9 orifoglia dell’anno 277
Per la sera del 9 orifoglia era stata indetta una riunione cittadina: milites e cives erano stato convocati nella piazza di fronte al mastio; il crepuscolo era ormai calato e le panche erano occupate da chi attendeva l’arrivo del Console.
Il brusio delle conversazioni fu interrotto dallo scattare in piedi di tutti i presenti all’arrivo di Alexandros Joriin, Console di Amon. La riga si formò molto velocemente: aspiranti riuniti a sinistra, Senatori a chiudere verso il mastio, il resto degli Amoniani al centro.
Prima che il Console potesse prendere la parola il Pretore William Leintart lo apostrofò chiedendogli udienza nel mastio, motivando con notizie urgenti da riferire. I due si ritirarono per alcuni minuti mentre fuori gli Amoniani attendevano fermi nelle loro posizioni.
Il primo ad uscire dal torrione fu il Console, seguito dal Pretore alcuni passi dietro e si fermarono di fronte agli Amoniani: molti occhi seguirono i gesti di William Leintart mentre egli, all’ordine di tornare in fila, rispondeva con un secco “No signore” per poi aggiungere “Voi non mi prestate ascolto”.
Nuovamente, irritato, il Console gli intimò di tornare al suo posto, per sentirsi rispondere “Lo sono”.
Joriin dette l’ordine di allontanare dalla piazza gli estranei e fu presto obbedito da un paio di Legionari mentre intanto, nella fila, alcuni elmi venivano indossati e guanti infilati alle mani dei soldati: la tensione nell’aria era palpabile, quale scarica che pervadeva la piazza centrale della città, occhi attenti ed occhi perplessi, sguardi interrogativi e concentrati.

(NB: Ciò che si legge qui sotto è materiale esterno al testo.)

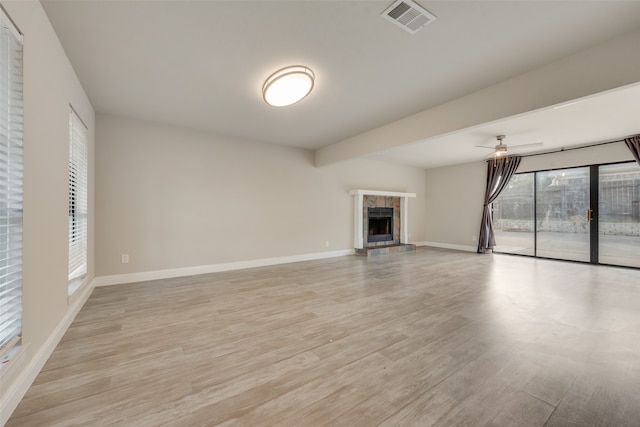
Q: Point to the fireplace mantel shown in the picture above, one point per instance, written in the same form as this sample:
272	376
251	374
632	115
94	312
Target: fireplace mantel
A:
358	240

“Se non mi ascolterete in privato la scelta è solo vostra”, affermò il Pretore mentre il Console, alzando la voce, gli intimava di tornare in riga. Quando il Pretore cercò di rivolgersi direttamente agli Amoniani, il Console urlò “Arrestate quest’uomo!”.
La riga non si mosse.
Joriin, imbracciato lo scudo, si avventò sul Pretore colpendolo con la spada. Un paio di Legionari scattarono dalla riga in soccorso di Leintart, avventandosi a loro volta sul Console.

In un istante scoppiò il pandemonio: armi furono imbracciate, incantesimi scagliati, corde degli archi tese e rilasciate, l’intervento degli Dei chiesto a gran voce. Molti impiegarono un po’ a capire che stesse accadendo, altri invece sembrarono aver chiaro chi fosse il loro bersaglio.

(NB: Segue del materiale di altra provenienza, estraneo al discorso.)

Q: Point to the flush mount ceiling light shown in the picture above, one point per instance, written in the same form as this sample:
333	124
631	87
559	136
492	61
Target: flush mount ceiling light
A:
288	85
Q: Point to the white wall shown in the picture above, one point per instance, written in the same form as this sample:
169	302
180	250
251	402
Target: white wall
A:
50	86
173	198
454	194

Urla, lamenti, ordini a cui pochi diedero ascolto, e poi sangue, sangue a bagnar i gradini erosi dal tempo del mastio.
Cadde il Console, caddero altri uomini e donne: alcuni valorosi, altri meschini, robusti ed esili, esperti ed alle prime armi, soli o in gruppo. Nella mattanza che quella sera si consumò nella piazza di Amon non vi fu tempo per capire che stesse realmente accadendo: Amoniani contro Amoniani, mantelli rossi che si coloravano del sangue dei proprio fratelli.
Al termine dello spargimento di sangue di fronte al mastio si assieparono quanti, caduti, avevano ricevuto cure per rimettersi in piedi: vi era il Console, il Tribuno Valmir, la Somma Giliath, il Governatore Thalanthyr, ed altri ancora che nello scontro si erano schierati con Joriin.
Di fronte a loro, armati, vi era la larga parte della Legione che rispondeva al comando del Pretore Leintart.
A levarsi sopra le voci che parlavano di tradimenti, codardia, valori da mantenere e infranti, fu quella del Pretore che urlò a gran voce:
“A lungo Amon è rimasta inerte, ferma sotto la guida di chi l’ha portata sull’orlo del baratro! Abbiamo perso uomini di gran valore, uomini che realmente seguivano i valori su cui si fonda l’Impero a noi caro. Non avrei voluto arrivare a tanto, a spargere sangue cremisi: più volte ho agito temporeggiando, anche questa sera avrei voluto proporre con le parole ma sono stato attaccato codardamente mentre ero disarmato: se questa è Amon allora è marcia!!”.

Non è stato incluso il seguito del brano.